Eén paar handen begon te klappen. Ik draaide me om. Hawk zat bijna verborgen in een donkere hoek en schonk me een traag, ironisch applaus, terwijl hij een dunne, spottende grijns op zijn gezicht had.
Hoofdstuk 2
'Voel je je nu lekker, N3?' vroeg Hawk. Hij zat daar in zijn tweed colbert, grijze broek en sporthemd met open hals als een kleinsteedse zakenman uit het Middenwesten op een geheel verzorgde reis naar de 'Vleespotten' van Las Vegas. David Hawk, het hoofd van AXE, mijn baas en zo weinig een kleinsteedse zakenman als een mens maar kan zijn. Zijn bedrijf was dood en vernietiging en ik waren zijn voornaamste wapen.
'Niet bijzonder,' zei ik, maar ik was de komiek en zijn vier zware jongens al vergeten. Hawk is het hoofd van AXE, maar nog geen vijf mensen in het land kennen hem of AXE. Ik ben N3 de Killmaster van AXE, maar niemand geeft eigenlijk toe dat ik besta, zeker Hawk niet. Dat hij in het openbaar verscheen in Las Vegas, was ongehoord en het risico met mij gezien te worden was bijna ondenkbaar. Er was iets heel groots in de maak, iets heel, heel groots.
'Ze hadden niet veel kans tegen je, wel?' zei hij met zijn vlakke, nasale, slepende stem.
'Sinds wanneer maakt AXE zich er zorgen over of iemand een kans heeft?'
'Indien noodzakelijk, nooit. De vijand een kans geven is erger dan stom, het is een fout.' Zijn ogen stonden ijzig in zijn bedrieglijk minzame gezicht. 'Ook is het een fout dat wapenhandelaar Jack Finley laat zien dat hij zo'n ingenieus, dodelijk wapen is, zou je ook niet zeggen? De mensen zouden zich iets afkunnen vragen. De verkeerde mensen.'
Het was een berisping en ik slikte het. Hawk had natuurlijk gelijk. Ik had me door kinderlijke trots en een vrouw onvoorzichtig laten maken, had laten zien dat ik geen gewone wapenhandelaar was.
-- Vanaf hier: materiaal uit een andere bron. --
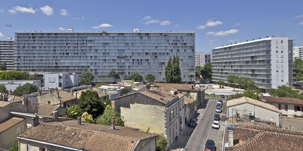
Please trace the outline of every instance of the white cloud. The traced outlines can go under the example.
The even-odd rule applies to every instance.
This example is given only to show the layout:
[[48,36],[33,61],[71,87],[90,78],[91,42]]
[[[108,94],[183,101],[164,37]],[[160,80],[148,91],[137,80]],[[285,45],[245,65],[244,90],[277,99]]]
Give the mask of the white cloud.
[[234,25],[234,26],[234,26],[234,27],[236,27],[236,26],[240,26],[240,25],[241,25],[241,24],[239,24],[239,23],[237,23],[237,24],[236,24]]
[[14,6],[12,7],[12,9],[8,10],[8,12],[11,14],[15,14],[17,13],[17,11],[20,11],[22,13],[34,14],[36,11],[36,10],[34,10],[33,8],[26,8],[19,6]]
[[44,14],[48,16],[50,16],[53,14],[52,8],[50,7],[49,5],[45,5],[42,7],[40,7],[40,10],[42,11]]
[[67,16],[68,15],[68,11],[64,9],[60,10],[60,15],[61,16]]
[[296,19],[296,18],[300,18],[300,17],[303,17],[303,15],[298,15],[298,16],[295,17],[295,18],[294,18]]
[[238,32],[239,32],[239,30],[235,30],[235,29],[231,29],[229,31],[220,31],[220,32],[214,34],[213,35],[217,36],[227,36],[230,34],[236,34]]
[[84,17],[76,17],[73,18],[73,20],[84,19]]
[[206,26],[204,25],[200,25],[197,26],[197,28],[198,28],[198,29],[204,29],[206,28]]
[[95,29],[97,29],[97,28],[102,28],[102,27],[113,27],[113,26],[110,25],[110,24],[101,24],[100,25],[98,26],[93,26],[93,28],[95,28]]
[[208,27],[211,27],[211,26],[217,26],[218,25],[222,24],[223,24],[222,22],[219,21],[216,21],[215,22],[208,22],[206,23],[206,24],[205,24],[205,25],[206,26],[208,26]]
[[148,21],[147,22],[146,22],[145,23],[144,23],[144,24],[146,24],[146,25],[149,25],[149,24],[153,24],[153,23],[157,23],[159,22],[159,21],[158,20],[156,20],[156,19],[152,19],[152,20],[150,20],[149,21]]
[[166,26],[169,25],[171,23],[169,20],[164,20],[163,21],[162,21],[161,23],[160,23],[160,25],[162,26]]
[[151,16],[147,15],[147,16],[144,16],[144,17],[142,18],[142,20],[148,20],[148,19],[150,19],[151,18],[152,18],[152,17],[151,17]]
[[214,34],[214,33],[215,33],[215,32],[209,32],[206,33],[205,34],[207,35],[213,35],[213,34]]

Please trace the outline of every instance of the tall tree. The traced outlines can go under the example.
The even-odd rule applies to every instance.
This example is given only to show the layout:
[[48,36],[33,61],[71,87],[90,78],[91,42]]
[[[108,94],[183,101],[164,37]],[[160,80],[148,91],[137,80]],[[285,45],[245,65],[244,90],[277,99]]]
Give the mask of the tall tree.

'Goed, ja, het was stom,' zei ik.
'Ja,' zei Hawk, knikte een keer en ik wist dat het daarmee afgedaan was. We doen niet aan kleingeestige spelletjes bij AXE. Teveel fouten geven hun eigen straf - een plotselinge dood.
'Het zou van u ook een fout kunnen zijn om hierheen te komen,' zei ik. 'Het moet een grote zaak zijn.'
Hij antwoordde niet meteen. Omzichtig keek hij om zich heen, terwijl het leek of hij zich in het geheel niet bewoog. Zijn magere, pezige lichaam was bijna onzichtbaar in de donkere hoek van de bar. Hij bewoog zijn hand amper een centimeter, hij verspilde geen bewegingen.
'Ga zitten, Nick.'
Ik ging zitten. Nu het laat was en de shows afgelopen waren, gingen de drinkers naar buiten en de toeristen met hun vrouwen naar bed, hopend op gepaste dankbaarheid voor de kosten van Las Vegas. Alleen het casino naast de bar was nog vol, de gokkers speelden al maar door. Als ze er iets aan kunnen doen, slapen gokkers nooit.